The third stage of the castles’ development took place between the late 17th and late 18th centuries.  What was left of the existing castle structures were destroyed, and yet another castle was built on this lofty perch.

Artillery fortifications and the ‘French Prison’ are all that’s left today, with very little of the medieval castle (and none of the earlier one) still standing.  

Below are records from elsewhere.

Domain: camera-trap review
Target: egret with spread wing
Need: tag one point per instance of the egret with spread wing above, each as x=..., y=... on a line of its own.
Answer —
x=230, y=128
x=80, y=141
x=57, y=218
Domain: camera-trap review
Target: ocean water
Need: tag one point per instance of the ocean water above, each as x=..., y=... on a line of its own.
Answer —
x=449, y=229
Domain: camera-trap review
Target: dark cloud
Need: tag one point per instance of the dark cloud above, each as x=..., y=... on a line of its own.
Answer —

We will return, because the views from the top, on a clear day, must be amazing……thats if I can climb the 547 steps to the remains of the White Tower Crag.   

 

Inverness Castle, Scotland

We visited Inverness, which is on the east coast of Scotland, just before Christmas 2016, and again at the start of  March 2017, unfortunately on each trip, we were unable to stop in the centre of the city….. we had run out of time on both occasion.  I could only managed to get a few photos from the car window.  Also the visits were late in the afternoon and the light was fading.  To top it all, the castle had scaffolding around one of the towers, but then I noticed, very small people looking out over the city.  I want to keep a record of the scaffolding, as we will be visiting again, and although the castle is not open, the castle grounds and gardens are.  I would like to go back in the sunshine and take some more photos.  Inverness is growing at a great rate of knots and soon will become another large Scottish city.  So I would like to try to collect some little bits of Inverness, before they all vanish.

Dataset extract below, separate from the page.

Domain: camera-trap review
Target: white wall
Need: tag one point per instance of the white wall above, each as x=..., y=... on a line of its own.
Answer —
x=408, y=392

A little history ………The sandstone Inverness Castle, was built in 1836 to plans drawn by architect William Burn.  It was constructed on a mound overlooking the city and the River Ness.  In 1848, a building known as the North Block was added and served as a prison.  But a castle had occupied the site from possibly as far back as the 11th Century.  Over the centuries, the fortification fell under the control of the forces of Edward I, Robert the Bruce and James I, II and IV.  In 1562, it was attacked and damaged by soldiers loyal to Mary, Queen of Scots, before it was almost destroyed by Royalist troops in the 1600s.
Bonnie Prince Charlie’s forces blew the castle up in 1746 to prevent it from falling into the hands of government troops.  It was said that a French sergeant, who had brought his poodle with him to Scotland, set off the explosives.  The soldier was caught in the blast, and his body was blown across to the opposite side of the River Ness, his dog survived.  Today the castle houses Inverness Sheriff Court. The Drum Tower houses an exhibition of castle history and is open daily in the summer season. The castle itself is not open to the public.